• A Sterling Future For HPC

    For the past decade, keynote speakers at the International Supercomputing Conference (ISC) have examined the major accomplishments in HPC during the preceding year. This time the talk is more ambitious. At ISC '13 in Leipzig, Germany in June, Thomas Sterling will deliver a keynote that examines the HPC accomplishments over the last decade. He plans to reveal "the true achievement of our field."

    You already know Sterling, of course. He's famous as the "father of Beowulf," the commodity computing cluster he and NASA Goddard colleague Donald Becker pioneered in 1994, for which they won a Gordon Bell Prize.

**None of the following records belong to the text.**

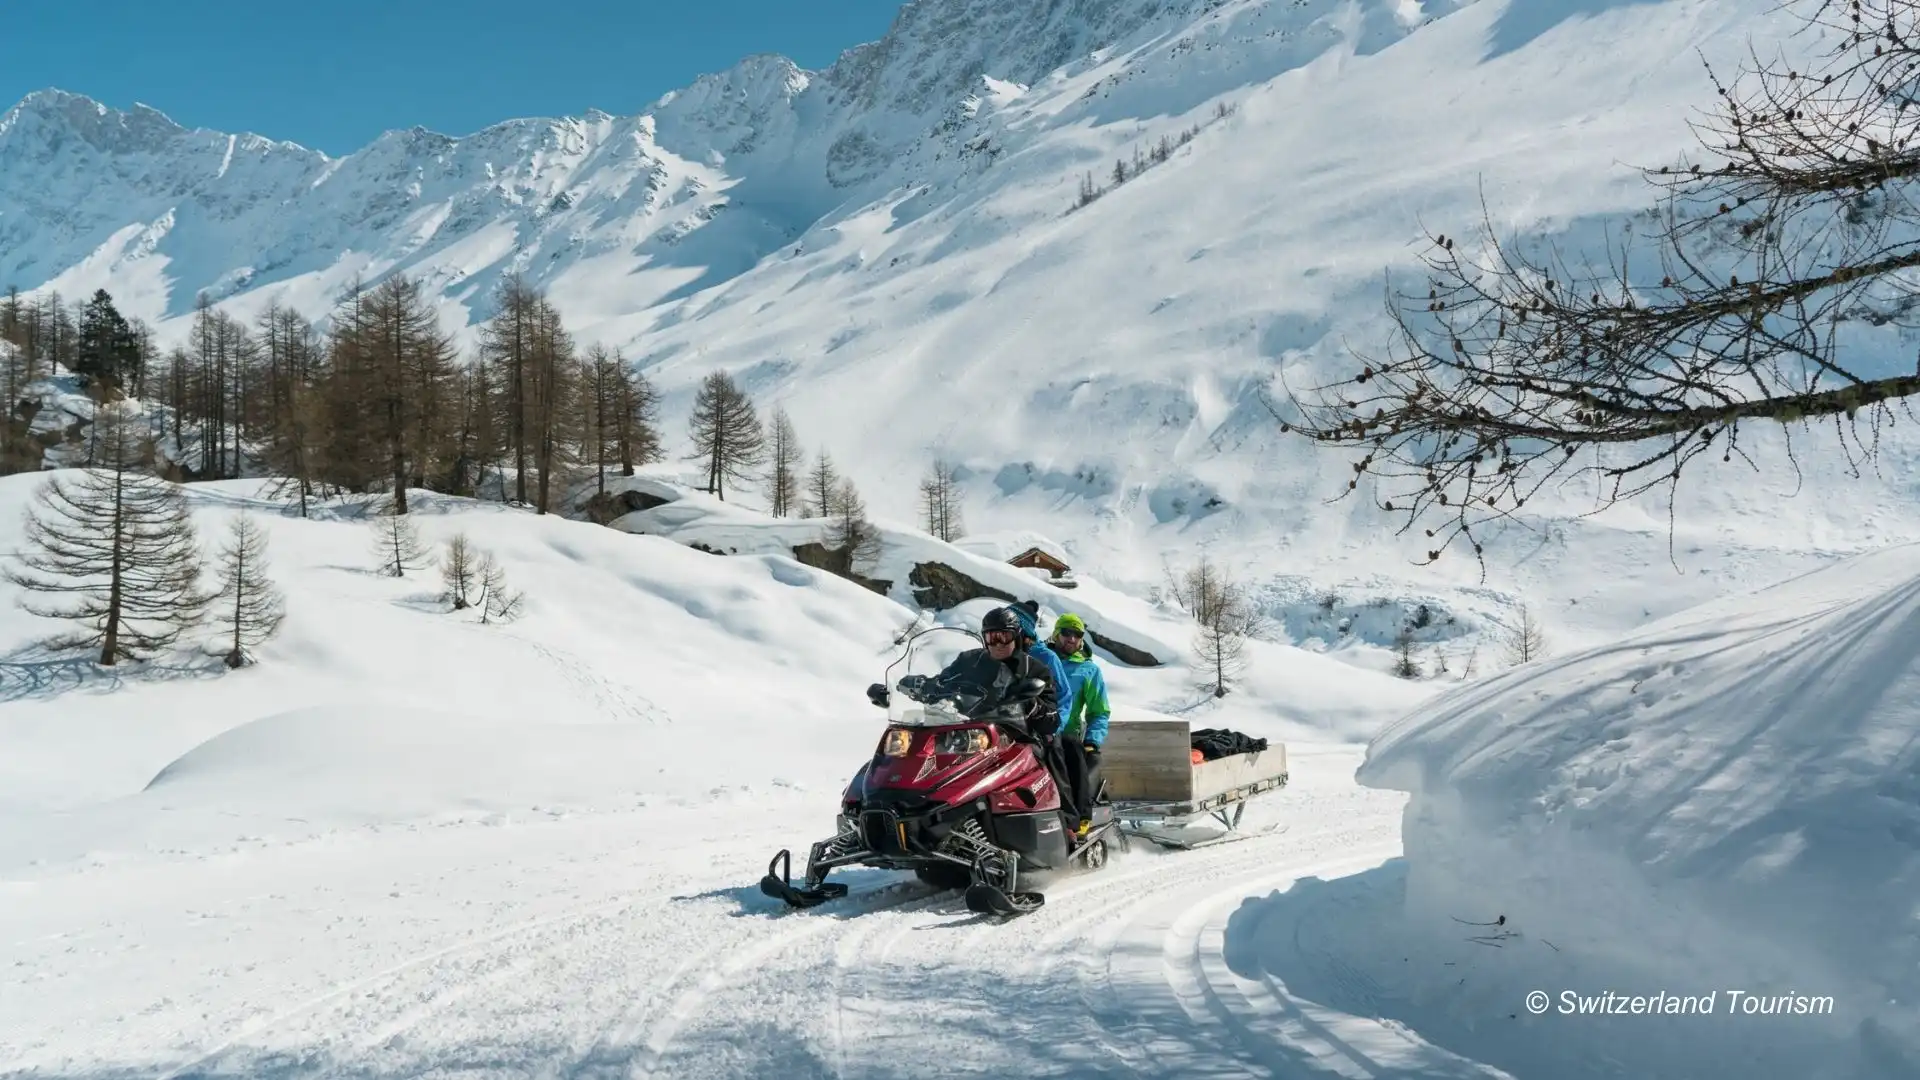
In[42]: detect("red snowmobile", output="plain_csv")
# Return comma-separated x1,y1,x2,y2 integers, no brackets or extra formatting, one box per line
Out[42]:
759,624,1120,917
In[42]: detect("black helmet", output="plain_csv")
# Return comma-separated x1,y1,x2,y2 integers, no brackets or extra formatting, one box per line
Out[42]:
980,606,1021,636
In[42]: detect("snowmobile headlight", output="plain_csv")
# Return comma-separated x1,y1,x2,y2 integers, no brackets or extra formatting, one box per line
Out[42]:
934,729,989,756
879,728,913,757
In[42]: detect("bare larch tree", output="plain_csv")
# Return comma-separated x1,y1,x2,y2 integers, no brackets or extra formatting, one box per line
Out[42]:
615,364,663,477
213,512,286,668
1173,555,1262,697
369,511,428,577
438,533,480,610
4,402,210,665
687,370,766,500
825,476,883,577
1500,604,1549,666
528,293,577,514
767,406,803,517
363,275,456,514
580,344,621,498
476,552,525,624
1283,0,1920,567
918,458,965,541
478,276,540,505
805,448,841,518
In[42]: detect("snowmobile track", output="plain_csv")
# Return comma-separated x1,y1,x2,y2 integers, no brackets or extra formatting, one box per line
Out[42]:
801,824,1348,1079
1087,845,1403,1079
622,879,952,1079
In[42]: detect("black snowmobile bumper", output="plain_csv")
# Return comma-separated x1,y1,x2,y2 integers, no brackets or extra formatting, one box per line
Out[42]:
760,848,849,908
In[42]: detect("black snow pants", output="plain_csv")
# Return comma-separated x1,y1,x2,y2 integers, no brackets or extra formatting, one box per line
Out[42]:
1055,733,1095,825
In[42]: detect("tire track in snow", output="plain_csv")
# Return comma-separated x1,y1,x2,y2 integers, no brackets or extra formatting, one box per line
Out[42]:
1164,851,1402,1078
813,830,1314,1078
1073,838,1401,1077
609,879,951,1080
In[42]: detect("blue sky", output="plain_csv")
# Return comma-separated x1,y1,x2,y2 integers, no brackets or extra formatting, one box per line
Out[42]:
0,0,907,155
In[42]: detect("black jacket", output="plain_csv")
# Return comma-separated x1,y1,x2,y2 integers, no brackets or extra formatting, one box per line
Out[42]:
922,647,1061,737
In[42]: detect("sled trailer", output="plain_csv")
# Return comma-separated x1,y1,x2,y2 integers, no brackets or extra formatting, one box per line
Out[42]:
1101,719,1288,849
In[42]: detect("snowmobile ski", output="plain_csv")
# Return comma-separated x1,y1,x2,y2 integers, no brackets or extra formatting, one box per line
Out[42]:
964,881,1044,917
760,849,848,908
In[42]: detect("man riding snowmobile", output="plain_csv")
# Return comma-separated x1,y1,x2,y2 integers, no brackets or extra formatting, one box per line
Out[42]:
888,605,1090,839
898,606,1060,738
759,606,1123,917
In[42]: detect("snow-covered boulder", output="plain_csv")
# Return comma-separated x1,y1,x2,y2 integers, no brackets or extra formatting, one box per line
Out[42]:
1355,545,1920,1077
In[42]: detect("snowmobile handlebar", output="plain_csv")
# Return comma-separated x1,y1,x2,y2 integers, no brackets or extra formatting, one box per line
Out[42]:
880,673,1047,722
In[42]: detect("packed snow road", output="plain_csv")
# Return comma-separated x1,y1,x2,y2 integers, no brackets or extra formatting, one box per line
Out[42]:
0,744,1452,1080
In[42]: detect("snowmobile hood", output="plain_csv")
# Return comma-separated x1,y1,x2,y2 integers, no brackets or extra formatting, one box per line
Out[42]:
854,722,1031,806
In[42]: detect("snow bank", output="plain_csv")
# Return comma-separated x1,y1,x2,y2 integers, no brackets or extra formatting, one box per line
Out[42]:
1342,544,1920,1077
142,705,714,818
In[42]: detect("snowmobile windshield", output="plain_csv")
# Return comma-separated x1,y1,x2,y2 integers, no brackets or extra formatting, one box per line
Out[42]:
884,624,1033,728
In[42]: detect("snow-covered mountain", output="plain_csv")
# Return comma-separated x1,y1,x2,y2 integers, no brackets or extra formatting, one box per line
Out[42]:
7,0,1917,655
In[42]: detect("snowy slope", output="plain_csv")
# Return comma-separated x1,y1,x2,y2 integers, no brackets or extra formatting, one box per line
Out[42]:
594,472,1436,735
1269,546,1920,1079
6,0,1909,669
0,473,1435,1076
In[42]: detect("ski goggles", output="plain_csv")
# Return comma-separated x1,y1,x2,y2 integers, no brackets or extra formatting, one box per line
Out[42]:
983,629,1017,645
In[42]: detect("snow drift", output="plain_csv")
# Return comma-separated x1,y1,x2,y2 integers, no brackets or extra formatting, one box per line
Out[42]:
1340,545,1920,1077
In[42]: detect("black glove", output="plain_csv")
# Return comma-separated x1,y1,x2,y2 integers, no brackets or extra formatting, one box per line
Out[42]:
1085,744,1101,760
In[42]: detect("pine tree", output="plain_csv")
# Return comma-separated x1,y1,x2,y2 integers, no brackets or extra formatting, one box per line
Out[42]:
213,512,285,668
3,402,210,665
686,370,766,500
73,289,139,393
767,406,803,517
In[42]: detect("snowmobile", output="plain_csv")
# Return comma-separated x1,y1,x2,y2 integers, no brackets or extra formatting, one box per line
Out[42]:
759,624,1121,918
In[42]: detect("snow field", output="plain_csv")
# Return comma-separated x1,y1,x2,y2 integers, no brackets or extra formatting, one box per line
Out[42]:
0,473,1430,1077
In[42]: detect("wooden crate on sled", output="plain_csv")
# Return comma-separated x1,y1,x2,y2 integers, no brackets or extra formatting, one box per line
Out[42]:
1097,718,1288,849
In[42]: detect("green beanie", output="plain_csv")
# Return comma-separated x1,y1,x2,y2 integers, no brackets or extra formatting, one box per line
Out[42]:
1053,612,1087,635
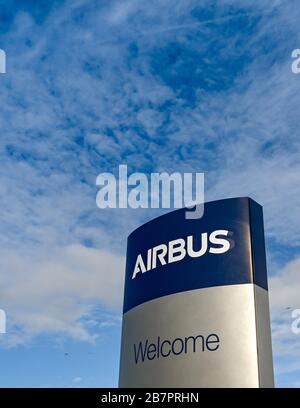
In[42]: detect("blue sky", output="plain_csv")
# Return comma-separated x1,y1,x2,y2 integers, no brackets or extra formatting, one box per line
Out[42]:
0,0,300,387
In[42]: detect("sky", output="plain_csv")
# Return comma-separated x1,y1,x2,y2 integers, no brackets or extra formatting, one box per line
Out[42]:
0,0,300,387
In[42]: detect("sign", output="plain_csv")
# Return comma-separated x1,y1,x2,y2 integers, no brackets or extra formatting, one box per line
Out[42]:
119,197,274,387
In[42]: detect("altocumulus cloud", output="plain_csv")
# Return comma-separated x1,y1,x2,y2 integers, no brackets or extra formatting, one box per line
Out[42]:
0,0,300,385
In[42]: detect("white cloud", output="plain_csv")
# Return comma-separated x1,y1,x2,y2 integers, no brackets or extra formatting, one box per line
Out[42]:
0,244,124,346
106,0,139,24
269,258,300,378
270,258,300,310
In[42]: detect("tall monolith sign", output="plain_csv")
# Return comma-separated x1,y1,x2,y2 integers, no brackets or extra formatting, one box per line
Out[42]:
119,197,274,387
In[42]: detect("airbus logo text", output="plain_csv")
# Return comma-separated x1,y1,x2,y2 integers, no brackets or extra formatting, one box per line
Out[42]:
132,229,232,279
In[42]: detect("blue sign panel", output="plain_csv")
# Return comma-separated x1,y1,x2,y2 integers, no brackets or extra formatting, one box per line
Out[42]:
123,197,268,313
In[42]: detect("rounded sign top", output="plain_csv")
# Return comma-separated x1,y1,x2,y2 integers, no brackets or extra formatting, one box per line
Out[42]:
123,197,268,313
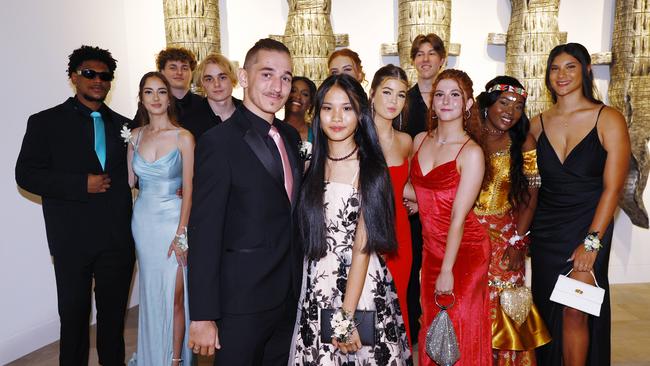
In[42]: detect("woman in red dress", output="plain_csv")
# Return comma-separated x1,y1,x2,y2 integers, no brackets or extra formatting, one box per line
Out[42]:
409,69,491,365
369,64,414,346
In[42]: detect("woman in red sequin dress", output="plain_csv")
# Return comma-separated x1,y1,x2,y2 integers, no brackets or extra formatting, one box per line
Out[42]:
409,69,491,366
369,64,414,346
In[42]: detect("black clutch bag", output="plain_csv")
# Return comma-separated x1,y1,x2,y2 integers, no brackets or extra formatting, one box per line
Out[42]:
320,308,376,346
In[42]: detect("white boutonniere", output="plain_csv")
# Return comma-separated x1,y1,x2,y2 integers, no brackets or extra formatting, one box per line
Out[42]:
120,124,133,145
299,141,312,161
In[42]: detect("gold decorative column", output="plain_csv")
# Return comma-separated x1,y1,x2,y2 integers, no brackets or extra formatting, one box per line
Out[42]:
163,0,220,63
271,0,348,85
381,0,460,84
609,0,650,228
488,0,566,118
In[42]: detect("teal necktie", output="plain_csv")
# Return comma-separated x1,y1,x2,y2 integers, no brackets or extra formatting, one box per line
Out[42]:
90,111,106,170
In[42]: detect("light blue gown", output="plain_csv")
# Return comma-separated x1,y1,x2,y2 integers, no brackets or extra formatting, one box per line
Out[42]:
129,130,192,366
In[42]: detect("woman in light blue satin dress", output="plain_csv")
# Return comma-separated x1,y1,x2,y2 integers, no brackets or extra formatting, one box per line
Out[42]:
127,72,195,366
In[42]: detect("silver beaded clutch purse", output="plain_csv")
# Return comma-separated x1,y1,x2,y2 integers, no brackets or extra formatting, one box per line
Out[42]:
425,294,460,366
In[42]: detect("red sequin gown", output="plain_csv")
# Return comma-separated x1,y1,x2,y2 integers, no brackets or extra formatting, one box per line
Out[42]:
411,138,492,366
387,159,413,346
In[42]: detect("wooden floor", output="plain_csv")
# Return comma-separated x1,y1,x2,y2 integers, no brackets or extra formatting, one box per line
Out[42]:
9,283,650,365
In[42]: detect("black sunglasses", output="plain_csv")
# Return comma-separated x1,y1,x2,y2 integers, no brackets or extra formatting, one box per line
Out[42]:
77,69,114,82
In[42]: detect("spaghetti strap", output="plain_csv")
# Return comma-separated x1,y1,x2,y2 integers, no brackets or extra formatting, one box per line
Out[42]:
594,105,606,127
540,114,546,131
415,133,429,155
134,128,144,151
454,138,471,160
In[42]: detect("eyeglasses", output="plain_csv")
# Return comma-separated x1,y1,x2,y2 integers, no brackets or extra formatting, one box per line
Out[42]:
76,69,114,82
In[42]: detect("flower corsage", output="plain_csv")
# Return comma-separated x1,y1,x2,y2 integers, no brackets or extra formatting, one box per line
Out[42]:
330,308,355,343
506,230,531,250
583,231,602,252
298,141,312,161
120,124,133,145
174,227,188,252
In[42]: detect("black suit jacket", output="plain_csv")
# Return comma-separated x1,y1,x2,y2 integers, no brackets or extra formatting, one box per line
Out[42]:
188,106,302,321
15,97,134,257
182,97,242,140
406,84,429,137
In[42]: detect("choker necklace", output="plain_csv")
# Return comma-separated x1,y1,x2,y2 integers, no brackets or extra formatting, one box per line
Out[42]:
482,125,506,135
328,145,359,161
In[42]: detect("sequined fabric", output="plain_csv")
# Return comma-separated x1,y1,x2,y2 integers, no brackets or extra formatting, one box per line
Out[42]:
475,148,549,365
425,309,460,366
475,149,540,216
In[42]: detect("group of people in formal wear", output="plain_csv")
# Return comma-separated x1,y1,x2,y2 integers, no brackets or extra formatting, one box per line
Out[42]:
16,32,630,366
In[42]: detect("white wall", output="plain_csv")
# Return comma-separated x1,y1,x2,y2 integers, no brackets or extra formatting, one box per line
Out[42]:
0,0,165,363
1,0,648,363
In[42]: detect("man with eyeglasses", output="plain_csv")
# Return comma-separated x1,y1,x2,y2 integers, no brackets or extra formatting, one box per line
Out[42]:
16,45,135,366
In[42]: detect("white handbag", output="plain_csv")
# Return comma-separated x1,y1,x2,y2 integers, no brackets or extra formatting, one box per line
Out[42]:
549,269,605,317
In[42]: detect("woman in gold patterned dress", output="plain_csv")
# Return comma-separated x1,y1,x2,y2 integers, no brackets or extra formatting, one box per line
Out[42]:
475,76,551,365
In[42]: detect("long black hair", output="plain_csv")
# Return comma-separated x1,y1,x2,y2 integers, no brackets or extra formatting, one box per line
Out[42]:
476,75,530,207
545,43,602,104
298,74,397,260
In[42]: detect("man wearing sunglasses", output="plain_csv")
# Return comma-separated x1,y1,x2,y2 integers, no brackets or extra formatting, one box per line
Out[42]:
16,45,135,366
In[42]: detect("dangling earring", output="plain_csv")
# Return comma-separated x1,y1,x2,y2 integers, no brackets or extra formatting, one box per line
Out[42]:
371,102,376,119
464,109,472,120
431,111,438,120
399,113,403,131
483,109,488,120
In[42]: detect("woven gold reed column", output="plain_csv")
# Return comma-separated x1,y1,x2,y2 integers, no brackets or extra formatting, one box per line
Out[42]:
609,0,650,228
279,0,336,85
163,0,220,63
272,0,348,85
502,0,564,118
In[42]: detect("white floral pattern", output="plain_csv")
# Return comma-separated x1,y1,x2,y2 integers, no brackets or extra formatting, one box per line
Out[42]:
291,181,412,365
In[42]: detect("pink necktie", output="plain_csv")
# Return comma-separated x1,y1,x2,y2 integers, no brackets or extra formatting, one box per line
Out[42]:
269,126,293,201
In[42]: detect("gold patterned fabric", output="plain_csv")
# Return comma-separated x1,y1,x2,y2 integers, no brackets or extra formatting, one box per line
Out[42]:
475,148,548,364
475,149,539,216
492,301,552,351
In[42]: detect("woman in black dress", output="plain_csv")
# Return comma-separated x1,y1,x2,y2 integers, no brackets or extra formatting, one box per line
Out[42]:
529,43,630,366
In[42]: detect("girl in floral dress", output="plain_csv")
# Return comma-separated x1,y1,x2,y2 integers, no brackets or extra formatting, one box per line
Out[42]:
290,74,412,365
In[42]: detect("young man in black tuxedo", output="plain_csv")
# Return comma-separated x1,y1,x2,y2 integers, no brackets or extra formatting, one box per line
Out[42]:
129,47,202,130
187,38,302,366
15,45,135,366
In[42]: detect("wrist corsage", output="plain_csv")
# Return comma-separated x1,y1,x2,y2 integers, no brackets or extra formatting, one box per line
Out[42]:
330,308,355,343
506,230,530,250
583,231,602,252
120,124,133,145
174,227,188,252
299,141,312,161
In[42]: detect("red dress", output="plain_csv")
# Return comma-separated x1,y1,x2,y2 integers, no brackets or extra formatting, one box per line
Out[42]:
411,139,491,366
387,158,413,346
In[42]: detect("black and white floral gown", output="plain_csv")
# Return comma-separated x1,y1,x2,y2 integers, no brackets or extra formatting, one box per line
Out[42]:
290,179,412,366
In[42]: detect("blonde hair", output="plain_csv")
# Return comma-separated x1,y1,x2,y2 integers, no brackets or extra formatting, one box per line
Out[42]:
194,53,238,90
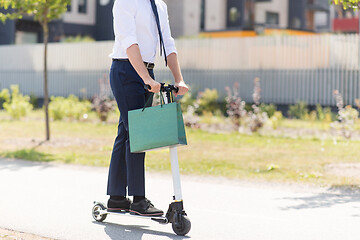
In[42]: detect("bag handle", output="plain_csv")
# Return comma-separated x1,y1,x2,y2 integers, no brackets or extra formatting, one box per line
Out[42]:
142,92,164,112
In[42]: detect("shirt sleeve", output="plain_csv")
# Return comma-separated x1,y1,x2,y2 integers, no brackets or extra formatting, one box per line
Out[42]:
113,0,138,52
161,3,177,57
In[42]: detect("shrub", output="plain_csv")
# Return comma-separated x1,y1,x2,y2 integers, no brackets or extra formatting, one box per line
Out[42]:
29,92,39,109
288,101,309,119
49,95,92,121
245,78,268,132
309,110,317,121
259,103,276,118
2,85,33,119
324,107,336,122
62,35,95,43
267,111,283,129
315,104,335,122
331,90,358,139
183,105,200,128
225,82,246,126
0,88,10,109
195,88,219,115
92,76,116,122
180,92,195,113
316,104,325,121
93,96,115,122
225,78,268,132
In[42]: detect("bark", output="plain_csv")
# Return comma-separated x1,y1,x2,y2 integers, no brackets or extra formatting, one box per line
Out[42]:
43,17,50,141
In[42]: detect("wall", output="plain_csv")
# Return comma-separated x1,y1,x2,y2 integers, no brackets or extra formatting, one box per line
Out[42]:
0,19,15,45
166,0,201,38
183,0,202,36
204,0,227,31
166,0,185,38
63,0,97,26
0,9,15,45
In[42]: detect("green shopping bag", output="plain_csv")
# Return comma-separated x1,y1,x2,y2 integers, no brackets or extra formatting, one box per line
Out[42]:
128,101,187,153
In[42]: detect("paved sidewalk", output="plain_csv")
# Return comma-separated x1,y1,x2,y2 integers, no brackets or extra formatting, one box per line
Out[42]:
1,158,360,240
0,228,52,240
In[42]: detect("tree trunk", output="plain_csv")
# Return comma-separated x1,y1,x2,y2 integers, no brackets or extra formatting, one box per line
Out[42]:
43,21,50,141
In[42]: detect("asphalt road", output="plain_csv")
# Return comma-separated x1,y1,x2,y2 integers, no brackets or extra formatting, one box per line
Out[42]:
0,158,360,240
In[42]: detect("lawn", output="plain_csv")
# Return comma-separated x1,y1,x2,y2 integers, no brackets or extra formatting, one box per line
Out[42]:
1,110,360,186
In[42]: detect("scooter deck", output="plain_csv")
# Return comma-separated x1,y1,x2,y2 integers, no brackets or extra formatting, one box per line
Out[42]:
95,205,168,224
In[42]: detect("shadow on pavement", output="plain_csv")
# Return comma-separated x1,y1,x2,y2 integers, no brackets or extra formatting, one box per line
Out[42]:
93,221,190,240
280,185,360,210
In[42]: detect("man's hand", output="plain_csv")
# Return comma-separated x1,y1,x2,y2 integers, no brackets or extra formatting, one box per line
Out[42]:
174,81,189,97
144,77,161,93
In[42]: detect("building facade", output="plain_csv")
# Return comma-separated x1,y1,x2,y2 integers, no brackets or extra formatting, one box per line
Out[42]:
166,0,332,38
189,0,331,37
0,0,333,46
0,0,114,45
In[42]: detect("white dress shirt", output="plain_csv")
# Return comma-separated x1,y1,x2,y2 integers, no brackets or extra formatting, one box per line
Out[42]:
109,0,177,64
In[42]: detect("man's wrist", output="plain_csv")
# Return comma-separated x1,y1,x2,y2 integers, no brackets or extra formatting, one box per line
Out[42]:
143,76,153,85
175,77,184,84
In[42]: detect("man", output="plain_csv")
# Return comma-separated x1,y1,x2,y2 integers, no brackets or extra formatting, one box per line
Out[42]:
107,0,189,216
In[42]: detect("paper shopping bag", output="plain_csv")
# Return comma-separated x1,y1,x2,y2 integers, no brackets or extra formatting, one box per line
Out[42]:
128,102,187,153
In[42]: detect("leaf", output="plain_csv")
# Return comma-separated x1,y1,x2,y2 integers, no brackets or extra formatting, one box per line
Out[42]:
0,0,71,22
333,0,360,9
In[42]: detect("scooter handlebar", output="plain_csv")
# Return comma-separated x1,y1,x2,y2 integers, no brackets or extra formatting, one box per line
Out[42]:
144,84,179,93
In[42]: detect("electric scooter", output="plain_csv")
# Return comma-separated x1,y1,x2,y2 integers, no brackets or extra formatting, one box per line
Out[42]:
92,84,191,236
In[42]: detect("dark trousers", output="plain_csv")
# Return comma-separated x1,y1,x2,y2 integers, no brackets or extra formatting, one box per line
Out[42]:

    He's now Professor of Informatics and Computing at the Indiana University School of Informatics and Computing, leading a team conducting research associated with the ParalleX advanced execution model for extreme scale computing. The goal: to develop a new model of computation that will enable a new generation of extreme scale computing systems and applications.

    He's also Chief Scientist and Associate Director of the PTI Center for Research in Extreme Scale Technologies (CREST), Adjunct Professor at Louisiana State University, and CRSI Fellow at Sandia National Laboratories. He has co-authored six books and holds six patents. To top it off, he's one of HPCwire's People to Watch for 2013!

    His speech will examine the innovations in technology and architectures in HPC, as well as their contributions to science and other fields. He'll also offer a collection of predictions for the next decade from key HPC leaders.

    In anticipation of that talk, HPCwire asked Dr. Sterling to make a few predictions of his own.

    HPCwire: It seems like the push toward exascale has lost some momentum over the last year. Do you think exascale will slip into the next decade?

    Sterling: This is a complicated issue, but my view is that, if anything, momentum towards exascale in the US is building, not waning. There are two tracks to exascale, both being led by DOE in the US.

    NNSA [National Nuclear Security Administration] is driving the incremental track. That is an attempt to extend conventional practices, both in architecture and programming, to deploy an exascale version of what we have today. This is prudent, responsible, and low-risk. It will support important mission-critical workloads, and will present a ready, if not seamless, migration path for legacy codes. However, it's likely to be limited in applicability, scalability, and efficiency for many problems.

    OS/ASCR is guiding the advanced track. This approach is to create innovations in architecture, system software, and programming models and methods. It could achieve exascale-era computing systems that are truly general-purpose, usable, reliable, and cost-effective (in terms of both operations and power.) It's possible that we'll even shift paradigms to a new execution model.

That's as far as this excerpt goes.